I had Robert help me drop the engine back into the car (with an engine hoist, of course)...YOU SHOULD ALWAYS HAVE HELP WITH THIS HEAVY KIND OF STUFF. Be careful and thoughtful. Don't be stupid, as much as you think you are able to do these kind of things on your own. Even with two people dropping the engine took some team work.
After I finally got everything done, I cranked the Z over for about 30 seconds to prime lifters with oil. Then I started it up. It ran like crap for about 2 minutes, and then started to settle down a bit. But it ran very inconsitently. I didn't dare take it for a spin until I asked many many questions about how it was running. The typical symptoms of a first start are bad running, some ticking from the lifters and head compenents, and plenty of smoke. The smoke should only last a while. The heads should tick for only about 20-30 minutes, and the bad running may continue for a bit. When you break in an engine you should drive very carefully. Don't do any RPM in excess of about 4K (if that). For the first 500 miles (at least) you should drive like a Grandma. Change your oil and filter after 100 miles. Be strict about this one. All the assembly grease, left over oil residue from the hottank, and fine honing metal shaving your new rings do on your newly honed cylinders has to come out of your oil ASA you hit 100 miles. After the first oil change, you can change as regular, but I might suggest another early change at about 1K.

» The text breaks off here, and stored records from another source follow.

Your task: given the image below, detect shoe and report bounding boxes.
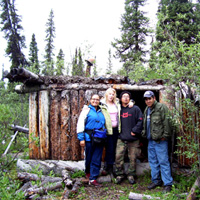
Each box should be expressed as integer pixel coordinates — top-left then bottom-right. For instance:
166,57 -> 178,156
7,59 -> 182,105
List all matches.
101,169 -> 108,176
147,182 -> 162,190
115,176 -> 123,184
89,180 -> 101,187
85,173 -> 90,178
163,185 -> 172,193
128,176 -> 135,184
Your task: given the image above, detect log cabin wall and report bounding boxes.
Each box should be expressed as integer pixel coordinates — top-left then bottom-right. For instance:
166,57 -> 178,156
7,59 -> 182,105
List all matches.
29,81 -> 169,161
5,68 -> 198,166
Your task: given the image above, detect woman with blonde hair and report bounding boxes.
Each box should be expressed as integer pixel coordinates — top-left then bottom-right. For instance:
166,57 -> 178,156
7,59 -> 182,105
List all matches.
101,88 -> 121,175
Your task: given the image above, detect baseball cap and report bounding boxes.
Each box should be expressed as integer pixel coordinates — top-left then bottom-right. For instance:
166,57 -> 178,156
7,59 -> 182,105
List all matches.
144,91 -> 155,98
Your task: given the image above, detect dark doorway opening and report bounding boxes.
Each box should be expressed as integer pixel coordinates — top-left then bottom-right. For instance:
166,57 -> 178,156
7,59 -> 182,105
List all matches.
117,90 -> 159,162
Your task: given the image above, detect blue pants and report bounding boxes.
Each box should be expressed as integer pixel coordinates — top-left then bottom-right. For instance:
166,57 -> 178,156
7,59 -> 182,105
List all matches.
105,127 -> 119,167
148,140 -> 173,186
85,141 -> 103,180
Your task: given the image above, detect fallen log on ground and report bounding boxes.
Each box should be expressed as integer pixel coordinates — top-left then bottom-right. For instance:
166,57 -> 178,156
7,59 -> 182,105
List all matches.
17,172 -> 62,183
25,181 -> 63,197
128,192 -> 160,200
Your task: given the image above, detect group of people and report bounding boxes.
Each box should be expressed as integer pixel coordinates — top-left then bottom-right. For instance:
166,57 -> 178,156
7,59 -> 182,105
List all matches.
77,88 -> 173,192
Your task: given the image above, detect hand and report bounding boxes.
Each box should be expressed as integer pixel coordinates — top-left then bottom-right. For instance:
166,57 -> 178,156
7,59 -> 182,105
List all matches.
131,132 -> 135,136
80,140 -> 85,147
128,101 -> 134,108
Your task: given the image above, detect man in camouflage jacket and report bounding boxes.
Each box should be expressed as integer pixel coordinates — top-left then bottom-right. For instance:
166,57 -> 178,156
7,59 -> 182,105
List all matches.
142,91 -> 173,192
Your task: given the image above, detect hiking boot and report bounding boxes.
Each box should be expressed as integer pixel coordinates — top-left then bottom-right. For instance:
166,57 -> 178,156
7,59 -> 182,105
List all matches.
101,169 -> 108,176
147,182 -> 162,190
89,180 -> 101,187
128,176 -> 135,184
163,185 -> 172,193
115,176 -> 124,184
85,173 -> 90,178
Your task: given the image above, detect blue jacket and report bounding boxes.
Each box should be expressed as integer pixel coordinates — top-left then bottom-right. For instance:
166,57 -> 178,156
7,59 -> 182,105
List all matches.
77,105 -> 105,141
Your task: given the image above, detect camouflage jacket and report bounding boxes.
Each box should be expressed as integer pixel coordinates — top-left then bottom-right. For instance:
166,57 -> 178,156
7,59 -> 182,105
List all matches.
142,101 -> 171,141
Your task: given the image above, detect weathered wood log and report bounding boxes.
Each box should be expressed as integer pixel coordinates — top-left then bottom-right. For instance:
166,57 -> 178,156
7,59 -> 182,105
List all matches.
17,68 -> 41,79
2,131 -> 18,156
39,91 -> 50,159
186,176 -> 200,200
78,90 -> 86,160
60,90 -> 71,160
25,181 -> 62,197
128,192 -> 160,200
70,90 -> 81,160
49,91 -> 61,160
29,92 -> 40,159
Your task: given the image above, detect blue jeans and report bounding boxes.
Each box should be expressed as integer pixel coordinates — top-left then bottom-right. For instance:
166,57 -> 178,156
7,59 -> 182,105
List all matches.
148,140 -> 173,186
105,127 -> 119,167
85,141 -> 103,180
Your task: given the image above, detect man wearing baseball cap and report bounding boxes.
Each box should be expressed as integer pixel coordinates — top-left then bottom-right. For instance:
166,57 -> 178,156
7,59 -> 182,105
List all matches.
142,91 -> 173,192
115,91 -> 143,184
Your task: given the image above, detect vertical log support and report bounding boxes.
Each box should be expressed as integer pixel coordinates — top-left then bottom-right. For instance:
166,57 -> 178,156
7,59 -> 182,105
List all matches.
49,91 -> 61,160
60,90 -> 72,160
39,91 -> 50,159
78,90 -> 85,160
29,92 -> 40,159
70,90 -> 81,160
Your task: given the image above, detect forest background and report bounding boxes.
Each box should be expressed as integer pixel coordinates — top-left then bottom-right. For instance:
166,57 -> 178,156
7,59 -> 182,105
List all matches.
0,0 -> 200,198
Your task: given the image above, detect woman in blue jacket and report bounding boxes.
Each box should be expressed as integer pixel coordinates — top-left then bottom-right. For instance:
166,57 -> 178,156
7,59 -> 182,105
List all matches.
77,94 -> 105,186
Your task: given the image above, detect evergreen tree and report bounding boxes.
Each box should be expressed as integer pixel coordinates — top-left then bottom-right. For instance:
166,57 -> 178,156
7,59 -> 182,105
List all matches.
112,0 -> 150,75
93,56 -> 98,76
29,33 -> 40,74
56,49 -> 65,75
156,0 -> 200,44
43,10 -> 55,75
106,49 -> 113,74
72,48 -> 84,76
0,0 -> 27,68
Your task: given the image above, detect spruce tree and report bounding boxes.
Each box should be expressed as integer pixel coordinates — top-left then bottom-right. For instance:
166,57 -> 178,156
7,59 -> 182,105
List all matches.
112,0 -> 150,75
29,33 -> 40,73
0,0 -> 27,68
156,0 -> 200,44
56,49 -> 65,75
72,48 -> 84,76
43,10 -> 55,75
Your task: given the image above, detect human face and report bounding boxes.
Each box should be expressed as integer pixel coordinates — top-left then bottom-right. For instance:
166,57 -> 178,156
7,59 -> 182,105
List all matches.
121,93 -> 130,105
144,97 -> 156,108
90,94 -> 100,107
107,91 -> 115,102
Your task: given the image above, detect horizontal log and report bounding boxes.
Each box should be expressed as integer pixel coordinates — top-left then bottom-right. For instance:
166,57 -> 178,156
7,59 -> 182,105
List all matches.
10,124 -> 29,134
15,83 -> 166,94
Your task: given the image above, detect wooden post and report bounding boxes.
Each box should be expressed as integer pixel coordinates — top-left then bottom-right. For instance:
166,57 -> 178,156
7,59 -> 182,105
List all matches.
29,92 -> 40,159
39,91 -> 50,159
60,90 -> 72,160
70,90 -> 81,160
49,91 -> 61,160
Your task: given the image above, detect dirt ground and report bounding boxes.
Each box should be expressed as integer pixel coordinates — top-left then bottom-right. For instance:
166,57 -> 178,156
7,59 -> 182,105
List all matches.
71,177 -> 163,200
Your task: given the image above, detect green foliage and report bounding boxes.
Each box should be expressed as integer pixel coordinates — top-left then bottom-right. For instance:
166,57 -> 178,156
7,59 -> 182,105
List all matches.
55,49 -> 65,75
0,0 -> 27,68
43,10 -> 55,75
28,34 -> 40,74
112,0 -> 151,75
72,48 -> 84,76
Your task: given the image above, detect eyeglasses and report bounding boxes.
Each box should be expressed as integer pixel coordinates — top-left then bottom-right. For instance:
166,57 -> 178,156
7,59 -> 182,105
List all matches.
91,99 -> 100,101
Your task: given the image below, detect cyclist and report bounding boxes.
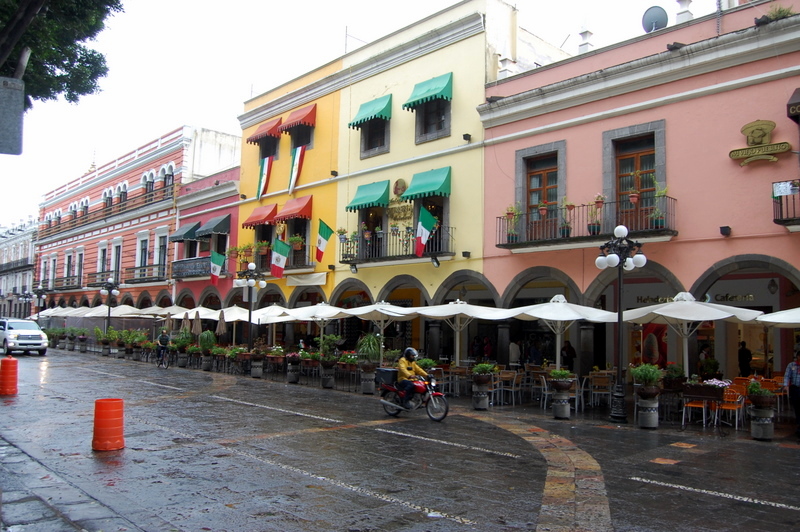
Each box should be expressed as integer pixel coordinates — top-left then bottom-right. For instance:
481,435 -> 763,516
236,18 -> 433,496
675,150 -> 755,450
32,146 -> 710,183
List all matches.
156,329 -> 170,367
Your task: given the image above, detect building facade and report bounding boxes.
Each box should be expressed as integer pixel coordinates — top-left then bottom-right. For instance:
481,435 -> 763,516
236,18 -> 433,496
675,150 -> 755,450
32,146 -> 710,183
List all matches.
479,2 -> 800,376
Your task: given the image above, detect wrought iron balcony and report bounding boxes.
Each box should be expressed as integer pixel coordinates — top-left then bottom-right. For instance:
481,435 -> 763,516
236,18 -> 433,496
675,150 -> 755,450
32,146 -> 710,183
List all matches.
125,264 -> 167,284
339,225 -> 455,264
496,197 -> 678,249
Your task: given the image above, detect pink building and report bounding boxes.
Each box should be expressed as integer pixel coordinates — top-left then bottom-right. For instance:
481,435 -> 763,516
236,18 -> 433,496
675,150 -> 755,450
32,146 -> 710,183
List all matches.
479,2 -> 800,377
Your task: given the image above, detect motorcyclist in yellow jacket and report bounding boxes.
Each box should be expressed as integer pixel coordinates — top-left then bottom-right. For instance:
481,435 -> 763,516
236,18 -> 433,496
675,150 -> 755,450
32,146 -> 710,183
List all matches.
397,347 -> 428,410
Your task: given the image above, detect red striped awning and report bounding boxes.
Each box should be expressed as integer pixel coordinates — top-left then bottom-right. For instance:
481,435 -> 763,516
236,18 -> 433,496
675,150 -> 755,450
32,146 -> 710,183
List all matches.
278,104 -> 317,133
242,203 -> 278,229
247,117 -> 283,144
273,195 -> 314,222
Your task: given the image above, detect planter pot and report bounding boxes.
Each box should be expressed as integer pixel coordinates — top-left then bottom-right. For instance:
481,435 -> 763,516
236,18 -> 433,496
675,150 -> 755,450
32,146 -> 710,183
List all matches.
636,385 -> 661,400
637,396 -> 658,429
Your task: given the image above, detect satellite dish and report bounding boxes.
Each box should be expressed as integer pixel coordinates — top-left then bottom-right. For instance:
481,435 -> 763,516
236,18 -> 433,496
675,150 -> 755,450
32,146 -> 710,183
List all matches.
642,6 -> 669,33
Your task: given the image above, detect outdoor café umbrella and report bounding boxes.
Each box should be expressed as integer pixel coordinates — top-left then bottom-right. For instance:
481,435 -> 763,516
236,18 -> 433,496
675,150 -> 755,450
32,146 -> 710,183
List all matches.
398,299 -> 505,365
500,294 -> 617,369
622,292 -> 763,377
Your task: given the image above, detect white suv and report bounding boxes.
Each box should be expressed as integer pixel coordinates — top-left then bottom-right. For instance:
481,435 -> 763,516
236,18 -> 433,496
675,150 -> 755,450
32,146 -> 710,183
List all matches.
0,318 -> 47,355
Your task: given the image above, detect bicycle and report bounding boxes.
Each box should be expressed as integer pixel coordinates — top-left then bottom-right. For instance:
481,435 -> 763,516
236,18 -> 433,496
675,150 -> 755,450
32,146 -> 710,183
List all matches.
154,345 -> 169,369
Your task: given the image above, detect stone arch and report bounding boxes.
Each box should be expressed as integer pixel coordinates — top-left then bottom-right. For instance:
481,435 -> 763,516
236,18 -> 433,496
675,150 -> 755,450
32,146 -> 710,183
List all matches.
690,253 -> 800,299
331,277 -> 372,305
433,270 -> 500,306
376,275 -> 431,306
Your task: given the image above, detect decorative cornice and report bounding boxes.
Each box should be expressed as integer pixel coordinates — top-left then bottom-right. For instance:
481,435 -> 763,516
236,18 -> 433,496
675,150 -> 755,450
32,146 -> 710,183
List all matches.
478,17 -> 800,128
239,13 -> 484,130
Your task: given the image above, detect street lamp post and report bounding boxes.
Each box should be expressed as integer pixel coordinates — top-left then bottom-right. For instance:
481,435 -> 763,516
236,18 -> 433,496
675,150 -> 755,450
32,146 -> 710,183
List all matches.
594,225 -> 647,423
233,262 -> 267,353
33,283 -> 47,323
100,277 -> 119,333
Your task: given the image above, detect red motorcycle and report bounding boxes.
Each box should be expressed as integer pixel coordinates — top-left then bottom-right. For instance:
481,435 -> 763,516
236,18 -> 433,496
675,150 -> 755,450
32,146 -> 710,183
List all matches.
380,375 -> 450,421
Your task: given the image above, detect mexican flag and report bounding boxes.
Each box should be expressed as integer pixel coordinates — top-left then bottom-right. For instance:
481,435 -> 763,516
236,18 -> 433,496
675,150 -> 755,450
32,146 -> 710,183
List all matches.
256,157 -> 273,198
317,219 -> 333,262
289,144 -> 306,194
415,205 -> 436,257
211,251 -> 225,286
269,240 -> 292,279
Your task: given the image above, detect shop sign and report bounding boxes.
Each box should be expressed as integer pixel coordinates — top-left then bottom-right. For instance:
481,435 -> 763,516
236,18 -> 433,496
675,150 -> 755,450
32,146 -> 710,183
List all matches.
728,120 -> 792,166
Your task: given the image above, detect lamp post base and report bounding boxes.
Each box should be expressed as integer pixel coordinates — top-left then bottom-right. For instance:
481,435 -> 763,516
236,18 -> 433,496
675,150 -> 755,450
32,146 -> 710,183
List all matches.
609,384 -> 628,423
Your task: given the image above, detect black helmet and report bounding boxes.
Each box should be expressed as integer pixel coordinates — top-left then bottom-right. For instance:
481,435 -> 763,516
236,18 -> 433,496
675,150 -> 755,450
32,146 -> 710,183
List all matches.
403,347 -> 419,362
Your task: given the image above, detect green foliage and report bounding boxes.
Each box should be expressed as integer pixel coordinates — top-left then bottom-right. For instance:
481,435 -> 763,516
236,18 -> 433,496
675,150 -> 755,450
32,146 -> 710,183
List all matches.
0,0 -> 123,108
417,358 -> 436,371
472,363 -> 500,375
631,364 -> 661,386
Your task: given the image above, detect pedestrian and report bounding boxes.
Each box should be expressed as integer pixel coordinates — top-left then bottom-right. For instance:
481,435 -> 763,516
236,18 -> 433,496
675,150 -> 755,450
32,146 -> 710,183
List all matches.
739,341 -> 753,377
508,340 -> 522,366
783,351 -> 800,436
561,340 -> 578,371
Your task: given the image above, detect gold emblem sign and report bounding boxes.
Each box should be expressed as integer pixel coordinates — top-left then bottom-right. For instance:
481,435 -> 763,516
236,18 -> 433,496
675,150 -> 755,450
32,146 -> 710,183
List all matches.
728,120 -> 792,166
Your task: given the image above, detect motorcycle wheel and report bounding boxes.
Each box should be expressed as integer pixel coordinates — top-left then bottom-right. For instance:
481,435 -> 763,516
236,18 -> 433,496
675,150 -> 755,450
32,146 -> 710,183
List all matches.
425,395 -> 450,421
381,392 -> 400,416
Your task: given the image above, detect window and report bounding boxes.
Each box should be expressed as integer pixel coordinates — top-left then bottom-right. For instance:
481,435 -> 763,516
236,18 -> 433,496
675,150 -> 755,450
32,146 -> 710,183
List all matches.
414,100 -> 450,144
525,154 -> 558,219
361,118 -> 389,159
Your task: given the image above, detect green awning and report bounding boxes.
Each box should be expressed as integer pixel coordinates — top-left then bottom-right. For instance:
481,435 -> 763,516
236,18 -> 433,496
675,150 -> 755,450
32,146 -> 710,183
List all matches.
347,94 -> 392,129
195,214 -> 231,239
345,179 -> 389,212
403,72 -> 453,109
400,166 -> 450,201
169,222 -> 200,242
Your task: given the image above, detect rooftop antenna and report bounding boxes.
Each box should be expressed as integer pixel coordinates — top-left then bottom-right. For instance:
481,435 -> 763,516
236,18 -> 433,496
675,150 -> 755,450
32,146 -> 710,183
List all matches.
642,6 -> 669,33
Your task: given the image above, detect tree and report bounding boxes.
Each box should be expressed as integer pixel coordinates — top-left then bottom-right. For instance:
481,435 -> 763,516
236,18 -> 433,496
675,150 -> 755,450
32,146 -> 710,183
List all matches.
0,0 -> 122,108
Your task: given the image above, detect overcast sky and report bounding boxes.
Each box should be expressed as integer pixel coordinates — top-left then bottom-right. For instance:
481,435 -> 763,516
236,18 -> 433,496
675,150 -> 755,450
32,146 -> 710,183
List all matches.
0,0 -> 728,226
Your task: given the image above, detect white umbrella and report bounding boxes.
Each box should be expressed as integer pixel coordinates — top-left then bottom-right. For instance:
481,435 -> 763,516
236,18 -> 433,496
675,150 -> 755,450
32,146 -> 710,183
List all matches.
494,294 -> 617,369
398,299 -> 508,365
344,301 -> 418,366
620,292 -> 763,377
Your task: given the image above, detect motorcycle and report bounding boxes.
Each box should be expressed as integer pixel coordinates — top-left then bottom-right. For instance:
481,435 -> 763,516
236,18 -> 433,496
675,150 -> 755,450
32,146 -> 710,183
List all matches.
380,375 -> 450,421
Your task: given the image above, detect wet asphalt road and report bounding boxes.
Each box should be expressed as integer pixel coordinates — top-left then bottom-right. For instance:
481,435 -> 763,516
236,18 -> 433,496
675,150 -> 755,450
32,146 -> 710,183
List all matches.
0,350 -> 800,532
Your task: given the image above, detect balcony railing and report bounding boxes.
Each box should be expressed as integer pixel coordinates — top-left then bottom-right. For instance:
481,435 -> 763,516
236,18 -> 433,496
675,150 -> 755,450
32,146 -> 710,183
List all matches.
38,188 -> 173,240
86,270 -> 120,286
125,264 -> 167,284
496,194 -> 678,248
339,225 -> 455,264
772,181 -> 800,225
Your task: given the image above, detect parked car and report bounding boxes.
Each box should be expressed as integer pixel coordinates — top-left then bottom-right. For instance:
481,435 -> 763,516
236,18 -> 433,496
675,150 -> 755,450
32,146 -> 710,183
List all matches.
0,318 -> 47,355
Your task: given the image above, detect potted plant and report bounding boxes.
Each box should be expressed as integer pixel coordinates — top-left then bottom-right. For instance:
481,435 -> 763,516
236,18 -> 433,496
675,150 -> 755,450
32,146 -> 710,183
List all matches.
286,233 -> 306,250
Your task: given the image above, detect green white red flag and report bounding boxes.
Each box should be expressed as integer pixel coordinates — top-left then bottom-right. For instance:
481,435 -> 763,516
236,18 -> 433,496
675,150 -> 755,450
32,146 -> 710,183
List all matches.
269,240 -> 292,279
415,205 -> 436,257
289,144 -> 306,194
256,156 -> 273,198
211,251 -> 225,286
317,218 -> 333,262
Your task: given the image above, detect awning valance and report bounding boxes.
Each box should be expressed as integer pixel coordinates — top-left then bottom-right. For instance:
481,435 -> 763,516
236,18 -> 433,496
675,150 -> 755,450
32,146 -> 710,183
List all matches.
278,104 -> 317,133
400,166 -> 450,201
275,196 -> 314,222
247,117 -> 282,144
169,222 -> 200,242
403,72 -> 453,109
242,203 -> 278,229
345,179 -> 389,212
195,214 -> 231,239
347,94 -> 392,129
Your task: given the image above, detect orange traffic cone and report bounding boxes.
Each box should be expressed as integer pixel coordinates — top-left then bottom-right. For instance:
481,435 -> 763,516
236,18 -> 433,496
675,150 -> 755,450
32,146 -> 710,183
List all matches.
0,355 -> 19,395
92,399 -> 125,451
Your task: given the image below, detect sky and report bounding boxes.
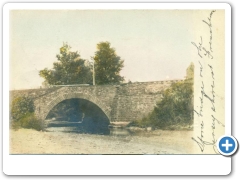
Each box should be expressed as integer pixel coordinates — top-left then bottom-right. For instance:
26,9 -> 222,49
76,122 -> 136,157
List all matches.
9,10 -> 201,90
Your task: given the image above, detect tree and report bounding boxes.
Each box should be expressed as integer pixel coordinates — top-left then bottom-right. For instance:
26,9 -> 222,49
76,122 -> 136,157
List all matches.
39,44 -> 92,85
94,42 -> 124,84
10,96 -> 34,121
132,63 -> 194,129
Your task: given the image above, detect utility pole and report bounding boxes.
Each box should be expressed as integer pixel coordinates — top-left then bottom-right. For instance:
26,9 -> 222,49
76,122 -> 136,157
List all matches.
91,56 -> 95,86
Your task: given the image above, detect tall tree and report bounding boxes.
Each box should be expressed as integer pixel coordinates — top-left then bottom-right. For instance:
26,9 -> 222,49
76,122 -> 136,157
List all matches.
39,44 -> 92,85
94,42 -> 124,84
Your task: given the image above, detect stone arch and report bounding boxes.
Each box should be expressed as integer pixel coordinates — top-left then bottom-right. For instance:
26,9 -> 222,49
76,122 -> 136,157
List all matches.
36,93 -> 111,121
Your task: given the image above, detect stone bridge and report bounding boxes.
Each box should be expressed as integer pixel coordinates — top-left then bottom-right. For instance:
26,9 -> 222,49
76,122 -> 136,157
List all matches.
10,80 -> 182,123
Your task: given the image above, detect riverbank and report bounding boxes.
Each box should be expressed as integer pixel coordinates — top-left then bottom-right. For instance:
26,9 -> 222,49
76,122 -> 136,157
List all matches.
10,129 -> 196,154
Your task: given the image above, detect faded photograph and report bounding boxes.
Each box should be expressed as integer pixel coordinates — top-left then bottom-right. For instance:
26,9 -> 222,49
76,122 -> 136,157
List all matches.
9,10 -> 225,155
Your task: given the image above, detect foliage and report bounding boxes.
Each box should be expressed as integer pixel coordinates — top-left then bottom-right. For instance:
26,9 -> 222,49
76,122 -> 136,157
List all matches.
19,113 -> 43,131
94,42 -> 124,84
10,97 -> 43,131
10,97 -> 34,121
130,64 -> 194,129
39,44 -> 92,85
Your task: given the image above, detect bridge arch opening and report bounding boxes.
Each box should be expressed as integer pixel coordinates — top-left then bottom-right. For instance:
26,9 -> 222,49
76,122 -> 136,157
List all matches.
46,98 -> 110,134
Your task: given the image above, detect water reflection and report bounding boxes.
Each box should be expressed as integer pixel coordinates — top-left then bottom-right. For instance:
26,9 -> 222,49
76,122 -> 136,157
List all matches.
45,123 -> 134,137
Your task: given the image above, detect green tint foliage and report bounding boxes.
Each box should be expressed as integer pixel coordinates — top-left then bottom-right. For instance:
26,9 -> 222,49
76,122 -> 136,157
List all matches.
10,97 -> 34,121
10,97 -> 43,131
94,42 -> 124,84
39,44 -> 92,85
131,64 -> 194,129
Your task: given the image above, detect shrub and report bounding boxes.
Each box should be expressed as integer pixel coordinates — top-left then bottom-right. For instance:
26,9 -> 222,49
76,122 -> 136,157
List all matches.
10,97 -> 34,121
131,80 -> 193,129
10,97 -> 44,131
19,113 -> 43,131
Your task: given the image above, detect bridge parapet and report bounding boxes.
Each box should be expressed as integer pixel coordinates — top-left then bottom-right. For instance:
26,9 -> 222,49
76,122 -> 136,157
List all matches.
10,80 -> 182,122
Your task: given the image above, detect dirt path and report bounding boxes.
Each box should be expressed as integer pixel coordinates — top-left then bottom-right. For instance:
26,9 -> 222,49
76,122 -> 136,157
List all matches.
10,129 -> 196,154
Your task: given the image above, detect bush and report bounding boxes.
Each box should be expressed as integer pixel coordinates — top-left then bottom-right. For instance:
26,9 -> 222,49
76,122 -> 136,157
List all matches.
10,97 -> 34,121
19,113 -> 43,131
10,97 -> 44,131
131,80 -> 193,129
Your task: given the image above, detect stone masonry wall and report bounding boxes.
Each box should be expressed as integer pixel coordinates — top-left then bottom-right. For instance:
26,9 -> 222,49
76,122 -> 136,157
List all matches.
10,80 -> 182,122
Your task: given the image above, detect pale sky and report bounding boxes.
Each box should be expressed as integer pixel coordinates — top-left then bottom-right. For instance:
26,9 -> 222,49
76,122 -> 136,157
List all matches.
10,10 -> 201,89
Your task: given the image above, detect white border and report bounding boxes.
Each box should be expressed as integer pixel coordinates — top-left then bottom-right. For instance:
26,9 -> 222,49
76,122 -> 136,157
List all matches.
3,3 -> 231,175
216,135 -> 238,156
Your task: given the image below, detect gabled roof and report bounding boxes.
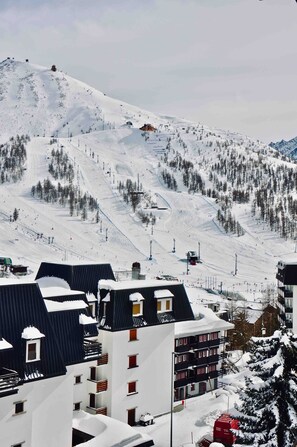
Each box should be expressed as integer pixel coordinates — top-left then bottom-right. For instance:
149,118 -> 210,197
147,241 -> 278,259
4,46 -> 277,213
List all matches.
0,283 -> 66,380
276,261 -> 297,285
99,280 -> 194,331
46,300 -> 99,365
36,262 -> 115,296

When you break in the engine, there is a rule about making sure your rings, etc, sit well. To do so, the first 500 miles you should vary your engine speed at all times. Do not Cruise at one RPM for any time. Robert suggested taking the car on a flat, uncrowded road where you could put the car in third gear and just go from 30-50 several times, slowly but steadily, with no load. This way, you work a range from about 2K to 4K back and forth. Don't go taking off the line as fast as you can and never hit the gas all the way for at least 500 miles. You need to keep it slow and simple. Don't cruise on the freeway either. You may feel like an idiot. You'll be just like those inconsitent crappy drivers you see out there every day...if you feel bad, put a sign on your car that says "I'm breaking in my engine". The sign will also help all the Ricers and such to know that they aren't really beating you on those Green light to Red light sprints :) Don't fall into the temptation of setting one of 'em straight...you can do plenty of that after your careful 500-1000 miles of loving tenderness to your engine.
Good Luck. I will let you know the progress of my engine as it breaks in. I hope to solve all my little problems from exhaust leaks, to high idle, to rough running (here and there), and more.